Kuwait City: The National Assembly’s Interior and Defense Committee agreed to a proposed bill calling for the implementation of bike lanes, Al Rai reported.
The bill proposes adding an extra lane on the side of the road specifically for cyclists.
The proposal was approved during a committee meeting last week, as it was on the agenda after MP Al Hameed Al Subaie introduced the bill back in January.
Al Subaie proposed the bill after a cyclist, Saad Al Subaie, was killed while biking on the Jaber Causeway bridge on December 17th, 2019.
Another MP, Osama Al Shaheen, proposed a bill back in January 2019 calling on the Public Authority for Roads and Transportation (PART) to implement bicycle lanes.
“The endorsement of this bill will help implement bike lanes that would complement the direction of the new 4th master plan,” Sharifa Alshalfan, an architect and urban planning consultant, told Gulf News.
By Amiri decree, the Kuwaiti government is working on a 4th master plan, otherwise known as Kuwait2040, which will aim to develop Kuwait into a smart city.
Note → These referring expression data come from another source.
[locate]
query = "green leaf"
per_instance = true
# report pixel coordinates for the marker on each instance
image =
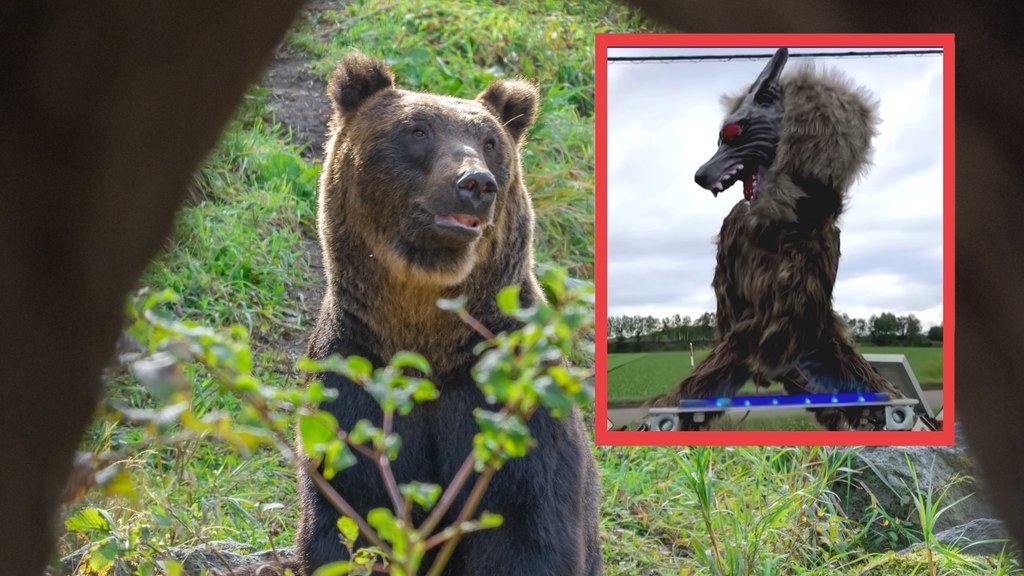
(173, 568)
(453, 304)
(340, 568)
(358, 367)
(508, 299)
(316, 429)
(337, 457)
(349, 530)
(411, 360)
(90, 520)
(101, 557)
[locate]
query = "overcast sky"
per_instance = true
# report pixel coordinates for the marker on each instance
(663, 124)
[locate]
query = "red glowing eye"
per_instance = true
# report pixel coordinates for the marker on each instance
(730, 131)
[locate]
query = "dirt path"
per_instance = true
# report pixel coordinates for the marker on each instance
(298, 101)
(631, 416)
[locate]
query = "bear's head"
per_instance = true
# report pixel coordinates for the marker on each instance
(428, 184)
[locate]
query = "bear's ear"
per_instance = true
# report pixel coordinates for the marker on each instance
(356, 78)
(514, 103)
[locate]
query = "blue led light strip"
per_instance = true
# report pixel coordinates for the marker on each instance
(784, 400)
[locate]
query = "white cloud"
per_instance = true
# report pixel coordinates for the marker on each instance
(663, 124)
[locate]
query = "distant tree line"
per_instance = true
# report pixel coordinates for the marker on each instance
(629, 333)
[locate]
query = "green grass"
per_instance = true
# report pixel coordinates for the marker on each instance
(633, 377)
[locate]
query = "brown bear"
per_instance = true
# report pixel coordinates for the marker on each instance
(422, 197)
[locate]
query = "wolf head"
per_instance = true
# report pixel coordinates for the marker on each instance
(750, 135)
(798, 142)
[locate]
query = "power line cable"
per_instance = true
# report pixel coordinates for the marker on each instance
(752, 56)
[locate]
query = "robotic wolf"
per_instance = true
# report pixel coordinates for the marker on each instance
(797, 142)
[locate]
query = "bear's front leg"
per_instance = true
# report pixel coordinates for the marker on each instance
(549, 505)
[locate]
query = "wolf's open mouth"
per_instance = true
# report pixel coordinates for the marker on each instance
(750, 177)
(751, 186)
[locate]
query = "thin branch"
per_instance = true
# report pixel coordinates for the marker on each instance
(468, 508)
(344, 507)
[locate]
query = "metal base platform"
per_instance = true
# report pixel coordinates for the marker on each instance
(899, 412)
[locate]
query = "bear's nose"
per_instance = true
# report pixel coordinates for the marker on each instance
(476, 189)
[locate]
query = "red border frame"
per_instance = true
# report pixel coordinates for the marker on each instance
(604, 437)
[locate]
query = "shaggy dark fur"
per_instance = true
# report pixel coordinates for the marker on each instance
(804, 139)
(393, 174)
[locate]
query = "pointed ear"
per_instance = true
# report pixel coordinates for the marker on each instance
(514, 103)
(356, 78)
(765, 87)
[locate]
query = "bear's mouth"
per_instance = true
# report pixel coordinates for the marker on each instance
(465, 222)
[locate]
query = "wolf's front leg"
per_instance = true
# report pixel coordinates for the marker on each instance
(721, 374)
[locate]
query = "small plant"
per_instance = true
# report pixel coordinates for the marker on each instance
(519, 372)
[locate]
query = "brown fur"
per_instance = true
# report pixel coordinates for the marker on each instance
(778, 256)
(387, 263)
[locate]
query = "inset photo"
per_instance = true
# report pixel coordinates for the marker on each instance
(774, 239)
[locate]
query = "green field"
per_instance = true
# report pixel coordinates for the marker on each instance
(634, 377)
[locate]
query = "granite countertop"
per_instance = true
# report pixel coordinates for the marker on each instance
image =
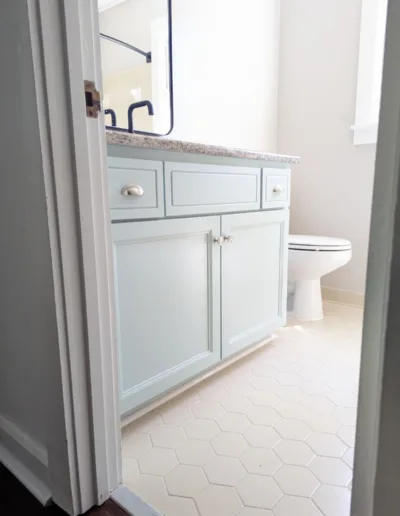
(150, 142)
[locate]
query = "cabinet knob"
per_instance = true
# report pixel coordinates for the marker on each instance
(132, 190)
(278, 189)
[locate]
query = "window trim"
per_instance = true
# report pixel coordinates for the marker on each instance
(365, 128)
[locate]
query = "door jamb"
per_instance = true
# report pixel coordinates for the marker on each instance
(66, 51)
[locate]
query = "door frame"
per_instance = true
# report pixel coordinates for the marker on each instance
(66, 51)
(377, 454)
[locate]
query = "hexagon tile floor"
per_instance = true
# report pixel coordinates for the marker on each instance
(273, 435)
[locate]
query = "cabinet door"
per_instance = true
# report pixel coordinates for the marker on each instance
(254, 277)
(167, 275)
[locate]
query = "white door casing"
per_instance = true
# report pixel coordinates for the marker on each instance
(85, 419)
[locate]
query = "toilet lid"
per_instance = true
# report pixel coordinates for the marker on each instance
(318, 243)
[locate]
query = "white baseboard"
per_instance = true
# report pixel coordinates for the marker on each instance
(25, 458)
(131, 503)
(130, 418)
(344, 297)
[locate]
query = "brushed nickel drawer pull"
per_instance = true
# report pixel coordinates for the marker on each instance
(132, 190)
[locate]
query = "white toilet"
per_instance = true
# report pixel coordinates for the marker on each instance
(310, 258)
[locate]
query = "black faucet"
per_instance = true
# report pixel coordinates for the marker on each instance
(113, 116)
(136, 105)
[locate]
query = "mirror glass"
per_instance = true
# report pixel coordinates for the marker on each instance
(136, 65)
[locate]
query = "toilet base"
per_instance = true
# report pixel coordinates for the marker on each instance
(307, 303)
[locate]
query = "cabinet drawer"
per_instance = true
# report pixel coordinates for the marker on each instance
(276, 188)
(147, 193)
(192, 189)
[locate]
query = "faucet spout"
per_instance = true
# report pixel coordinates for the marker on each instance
(136, 105)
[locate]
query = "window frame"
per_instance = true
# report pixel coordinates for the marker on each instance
(365, 128)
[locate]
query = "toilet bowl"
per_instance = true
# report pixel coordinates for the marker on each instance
(310, 258)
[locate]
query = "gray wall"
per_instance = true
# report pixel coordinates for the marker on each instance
(332, 186)
(27, 313)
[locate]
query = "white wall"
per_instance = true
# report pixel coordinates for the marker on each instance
(332, 187)
(225, 58)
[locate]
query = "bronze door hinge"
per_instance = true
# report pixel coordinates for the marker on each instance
(93, 101)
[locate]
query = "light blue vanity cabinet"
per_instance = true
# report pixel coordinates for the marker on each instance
(192, 188)
(136, 188)
(204, 276)
(254, 277)
(167, 275)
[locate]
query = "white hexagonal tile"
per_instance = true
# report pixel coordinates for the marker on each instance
(296, 480)
(176, 414)
(344, 398)
(186, 481)
(331, 471)
(289, 379)
(225, 471)
(289, 392)
(239, 387)
(229, 444)
(285, 366)
(207, 409)
(327, 445)
(143, 425)
(251, 511)
(263, 384)
(293, 429)
(149, 488)
(317, 388)
(177, 506)
(240, 370)
(292, 410)
(233, 422)
(136, 445)
(204, 429)
(189, 398)
(348, 457)
(238, 404)
(260, 461)
(167, 436)
(261, 436)
(259, 491)
(311, 373)
(348, 435)
(130, 469)
(220, 500)
(264, 398)
(296, 506)
(318, 404)
(212, 392)
(263, 416)
(296, 453)
(263, 369)
(194, 452)
(157, 461)
(333, 500)
(346, 415)
(322, 423)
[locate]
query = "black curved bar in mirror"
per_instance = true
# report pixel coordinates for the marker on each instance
(136, 60)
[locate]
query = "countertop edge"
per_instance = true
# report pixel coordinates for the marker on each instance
(166, 144)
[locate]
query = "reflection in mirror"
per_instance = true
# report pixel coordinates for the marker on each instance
(136, 65)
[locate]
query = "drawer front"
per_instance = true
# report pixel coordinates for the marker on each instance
(145, 180)
(192, 189)
(276, 188)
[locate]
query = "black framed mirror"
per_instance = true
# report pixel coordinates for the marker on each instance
(136, 60)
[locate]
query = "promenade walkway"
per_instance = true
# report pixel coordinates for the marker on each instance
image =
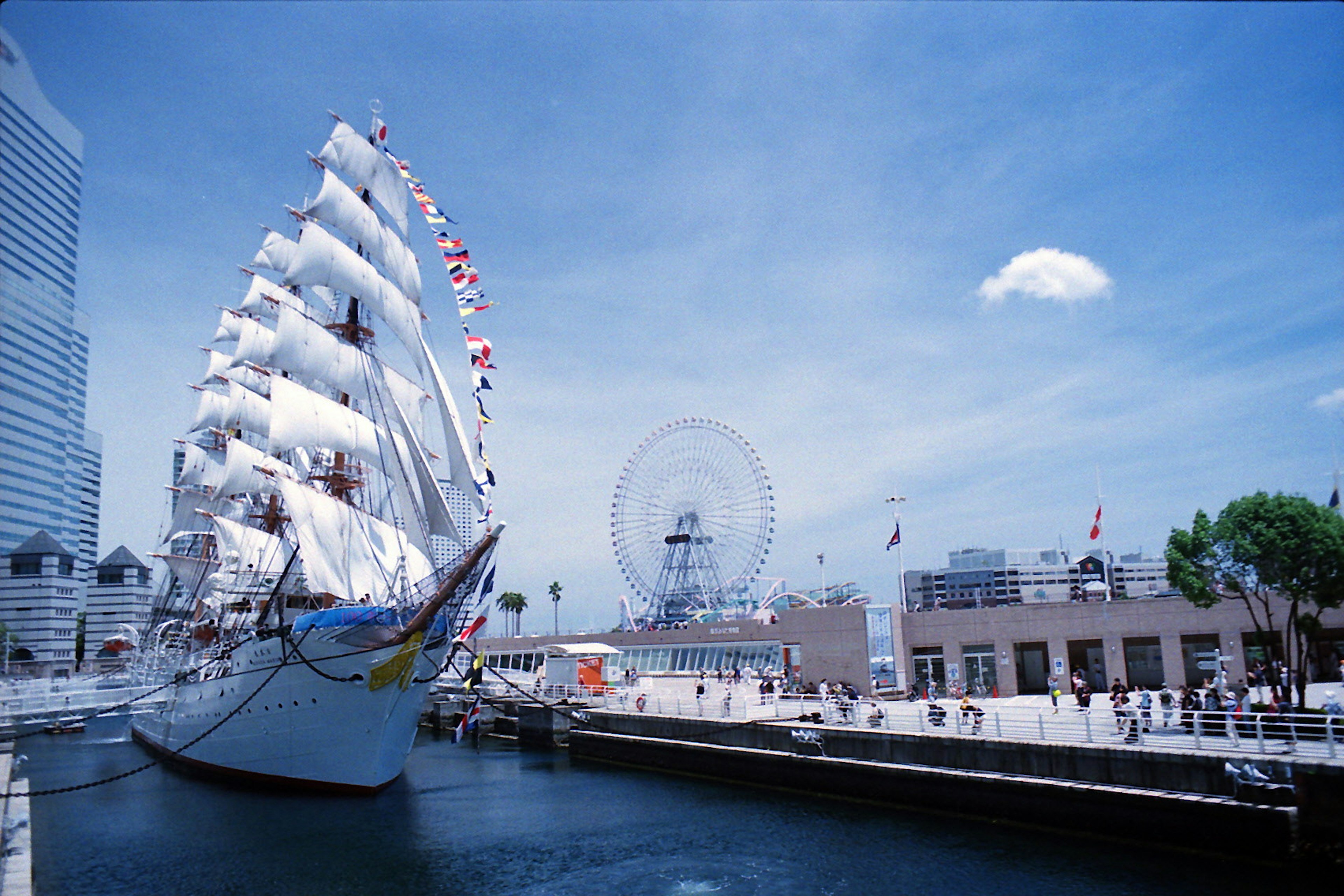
(1023, 719)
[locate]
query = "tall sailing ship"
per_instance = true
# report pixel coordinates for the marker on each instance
(306, 620)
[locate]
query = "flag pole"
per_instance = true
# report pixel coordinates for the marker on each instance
(1108, 577)
(896, 500)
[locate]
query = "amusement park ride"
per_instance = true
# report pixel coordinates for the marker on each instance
(693, 520)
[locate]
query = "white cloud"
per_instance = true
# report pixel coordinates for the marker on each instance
(1049, 273)
(1331, 401)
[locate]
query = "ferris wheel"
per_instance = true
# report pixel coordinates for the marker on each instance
(691, 518)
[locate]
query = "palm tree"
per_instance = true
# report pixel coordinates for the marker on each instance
(512, 602)
(555, 605)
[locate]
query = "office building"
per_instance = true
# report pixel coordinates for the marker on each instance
(49, 461)
(120, 593)
(445, 551)
(41, 594)
(979, 578)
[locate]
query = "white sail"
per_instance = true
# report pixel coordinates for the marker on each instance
(302, 417)
(249, 379)
(243, 471)
(462, 471)
(346, 551)
(326, 261)
(343, 210)
(211, 410)
(439, 520)
(315, 354)
(359, 159)
(254, 343)
(327, 295)
(201, 467)
(265, 299)
(248, 548)
(230, 326)
(219, 362)
(189, 502)
(276, 253)
(248, 410)
(191, 572)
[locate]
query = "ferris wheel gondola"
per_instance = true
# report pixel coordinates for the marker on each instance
(691, 518)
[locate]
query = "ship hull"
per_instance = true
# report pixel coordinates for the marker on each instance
(302, 729)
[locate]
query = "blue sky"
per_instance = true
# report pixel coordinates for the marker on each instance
(779, 216)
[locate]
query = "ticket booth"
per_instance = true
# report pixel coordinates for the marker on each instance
(580, 665)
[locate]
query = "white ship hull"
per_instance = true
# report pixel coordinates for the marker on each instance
(302, 729)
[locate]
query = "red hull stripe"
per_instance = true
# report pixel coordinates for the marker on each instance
(256, 777)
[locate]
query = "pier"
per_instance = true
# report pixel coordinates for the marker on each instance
(1074, 771)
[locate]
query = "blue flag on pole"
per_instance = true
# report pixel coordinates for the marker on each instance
(896, 538)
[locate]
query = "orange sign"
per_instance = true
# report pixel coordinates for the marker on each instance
(590, 672)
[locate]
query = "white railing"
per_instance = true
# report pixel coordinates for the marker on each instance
(50, 699)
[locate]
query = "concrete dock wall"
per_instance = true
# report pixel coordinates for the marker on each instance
(1132, 813)
(1198, 773)
(1116, 790)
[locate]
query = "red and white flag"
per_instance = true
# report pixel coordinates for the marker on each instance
(470, 630)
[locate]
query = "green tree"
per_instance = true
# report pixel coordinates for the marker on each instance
(1265, 551)
(512, 602)
(555, 605)
(80, 639)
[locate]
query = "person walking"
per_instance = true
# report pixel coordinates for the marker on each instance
(1189, 705)
(1167, 700)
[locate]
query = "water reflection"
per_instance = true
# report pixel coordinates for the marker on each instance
(506, 821)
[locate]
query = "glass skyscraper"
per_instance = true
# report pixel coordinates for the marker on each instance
(50, 465)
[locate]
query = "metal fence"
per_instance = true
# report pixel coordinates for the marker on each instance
(50, 699)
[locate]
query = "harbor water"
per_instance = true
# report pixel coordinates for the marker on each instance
(507, 821)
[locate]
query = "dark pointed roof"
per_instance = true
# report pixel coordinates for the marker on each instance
(42, 543)
(123, 558)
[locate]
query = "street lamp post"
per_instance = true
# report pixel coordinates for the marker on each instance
(896, 502)
(822, 567)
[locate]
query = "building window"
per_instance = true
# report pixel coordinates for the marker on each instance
(25, 566)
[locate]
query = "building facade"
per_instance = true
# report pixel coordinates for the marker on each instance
(120, 593)
(445, 551)
(808, 644)
(978, 578)
(42, 592)
(1014, 649)
(49, 461)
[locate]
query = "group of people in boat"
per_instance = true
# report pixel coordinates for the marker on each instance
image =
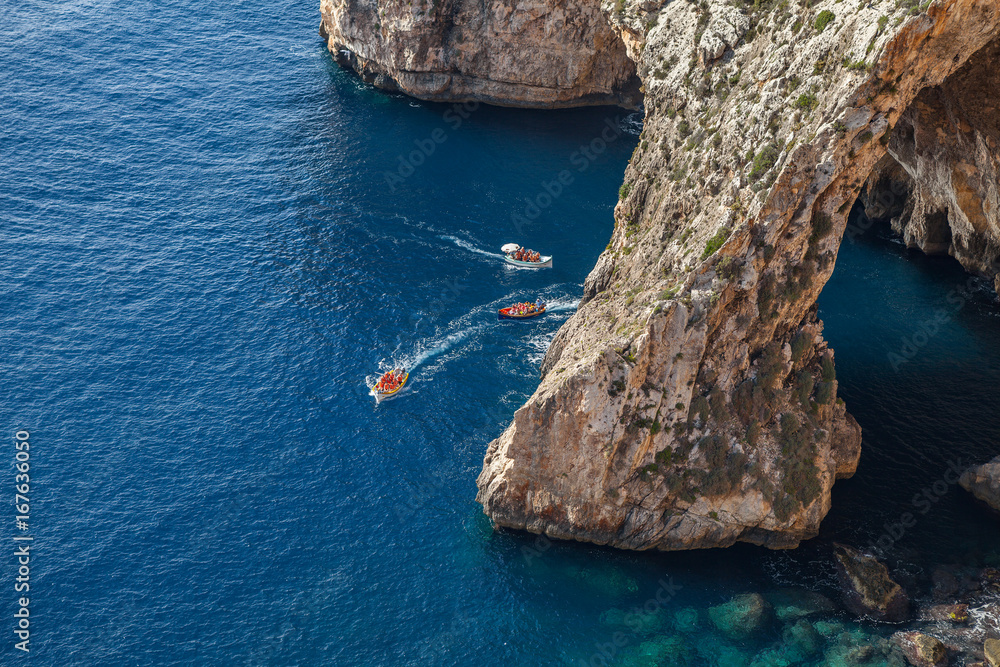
(526, 308)
(526, 255)
(390, 381)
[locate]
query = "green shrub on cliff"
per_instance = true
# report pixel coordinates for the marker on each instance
(829, 371)
(824, 19)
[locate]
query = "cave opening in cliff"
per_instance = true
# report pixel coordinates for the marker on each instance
(916, 338)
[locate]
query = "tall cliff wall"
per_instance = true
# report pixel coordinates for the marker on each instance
(529, 53)
(940, 182)
(691, 400)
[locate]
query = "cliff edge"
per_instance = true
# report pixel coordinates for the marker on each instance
(691, 401)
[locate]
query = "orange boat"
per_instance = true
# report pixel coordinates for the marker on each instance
(389, 384)
(522, 311)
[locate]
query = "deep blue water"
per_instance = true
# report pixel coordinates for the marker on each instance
(205, 260)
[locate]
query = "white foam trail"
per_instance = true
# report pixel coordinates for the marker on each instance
(465, 245)
(538, 345)
(562, 305)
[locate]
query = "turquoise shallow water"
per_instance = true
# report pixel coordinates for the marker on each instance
(206, 260)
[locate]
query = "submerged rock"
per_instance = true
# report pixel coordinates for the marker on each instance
(687, 620)
(802, 641)
(983, 482)
(921, 650)
(868, 589)
(953, 613)
(743, 616)
(668, 651)
(791, 604)
(861, 650)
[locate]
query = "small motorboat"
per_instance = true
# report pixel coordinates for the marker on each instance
(522, 311)
(389, 384)
(510, 251)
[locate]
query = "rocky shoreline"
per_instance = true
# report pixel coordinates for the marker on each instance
(691, 401)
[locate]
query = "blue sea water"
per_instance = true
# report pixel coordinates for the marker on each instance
(205, 260)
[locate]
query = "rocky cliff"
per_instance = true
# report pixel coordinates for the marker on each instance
(531, 53)
(940, 181)
(691, 401)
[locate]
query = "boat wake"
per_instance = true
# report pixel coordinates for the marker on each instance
(562, 305)
(465, 245)
(437, 346)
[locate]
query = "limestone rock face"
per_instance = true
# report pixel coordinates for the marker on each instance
(940, 183)
(991, 647)
(984, 482)
(691, 401)
(531, 53)
(922, 650)
(869, 591)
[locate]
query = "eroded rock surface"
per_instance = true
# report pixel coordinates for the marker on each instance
(691, 401)
(869, 591)
(983, 482)
(940, 183)
(533, 53)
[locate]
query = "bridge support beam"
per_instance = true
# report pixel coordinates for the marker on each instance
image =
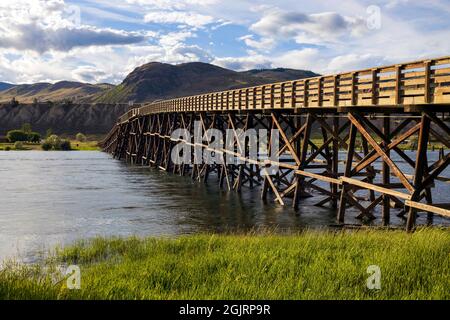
(371, 179)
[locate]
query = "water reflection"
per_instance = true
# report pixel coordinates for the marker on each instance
(51, 198)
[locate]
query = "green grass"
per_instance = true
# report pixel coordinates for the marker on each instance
(76, 146)
(27, 146)
(310, 265)
(84, 146)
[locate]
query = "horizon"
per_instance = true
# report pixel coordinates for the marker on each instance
(114, 84)
(97, 41)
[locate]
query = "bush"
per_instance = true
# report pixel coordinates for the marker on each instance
(56, 143)
(54, 140)
(65, 145)
(34, 137)
(18, 145)
(80, 137)
(16, 135)
(46, 146)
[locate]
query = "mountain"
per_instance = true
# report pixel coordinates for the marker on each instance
(63, 90)
(154, 81)
(280, 74)
(5, 86)
(71, 107)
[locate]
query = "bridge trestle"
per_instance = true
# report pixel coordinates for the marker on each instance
(349, 158)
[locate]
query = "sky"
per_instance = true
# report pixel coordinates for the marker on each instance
(103, 40)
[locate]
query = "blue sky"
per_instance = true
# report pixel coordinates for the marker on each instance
(103, 40)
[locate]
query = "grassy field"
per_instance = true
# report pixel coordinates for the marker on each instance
(76, 146)
(310, 265)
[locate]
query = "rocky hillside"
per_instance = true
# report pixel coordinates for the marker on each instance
(70, 107)
(155, 81)
(63, 90)
(61, 118)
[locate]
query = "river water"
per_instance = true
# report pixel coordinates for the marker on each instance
(56, 198)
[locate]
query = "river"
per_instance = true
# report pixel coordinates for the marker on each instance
(56, 198)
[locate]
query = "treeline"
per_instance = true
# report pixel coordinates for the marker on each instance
(51, 142)
(25, 134)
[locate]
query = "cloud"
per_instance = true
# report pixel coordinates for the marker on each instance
(178, 17)
(40, 39)
(352, 61)
(264, 44)
(88, 74)
(308, 28)
(297, 59)
(172, 4)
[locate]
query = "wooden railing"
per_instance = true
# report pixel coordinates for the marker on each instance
(414, 83)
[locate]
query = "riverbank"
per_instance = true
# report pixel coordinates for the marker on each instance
(309, 265)
(75, 145)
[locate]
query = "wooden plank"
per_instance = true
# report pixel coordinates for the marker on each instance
(376, 188)
(429, 208)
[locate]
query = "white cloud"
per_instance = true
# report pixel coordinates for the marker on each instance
(37, 38)
(178, 17)
(264, 44)
(308, 28)
(296, 59)
(52, 25)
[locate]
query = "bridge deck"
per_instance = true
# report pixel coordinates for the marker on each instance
(425, 82)
(316, 117)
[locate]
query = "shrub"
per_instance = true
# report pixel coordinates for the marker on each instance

Part of the master plan is to create transportation infrastructure that will develop Kuwait into a sustainable city.
Al Subaie’s death sparked an awareness campaign calling on the government to create bike lanes to ensure the safety of cyclists.
During an interview with Al Anba, Sarah Al Jubail, a Kuwaiti cyclist pointed out that, “there have been many accidents with cyclists in the past. Creating a bike lane will not solve all the problems but it will definitely help ensure our safety.”
Most bike lanes across the world run parallel to the street, as they are simply separated by paint on the floor.
“When designing bike lanes, we need to take into consideration creating barriers from car lanes and to also ensure that when a car door opens a cyclist is not hit,” Alshalfan pointed out.
Mode of transportation
“Designing a bike lane for leisure is different when you design it as a mode of transportation,” explained Alshalfan.
According to a study produced by London School of Economics (LSE), other forms of transportation, including biking, constitutes only 6 per cent of the overall transport mode share.
“For people to be able to use bikes as a mode of transportation it is important that when designing the lanes, they complement the existing transport infrastructure,” Alshalfan said.
Currently, approximately 53 per cent of transportation in Kuwait is private motor transport, all of which are cars. In addition, 41 per cent of the public transport includes taxis, employer buses, transport and buses.
“Bike lanes also means equity for those that are unable to afford a car, biking as a mode of transportation will mean accessibility for most,” explained Alshalfan.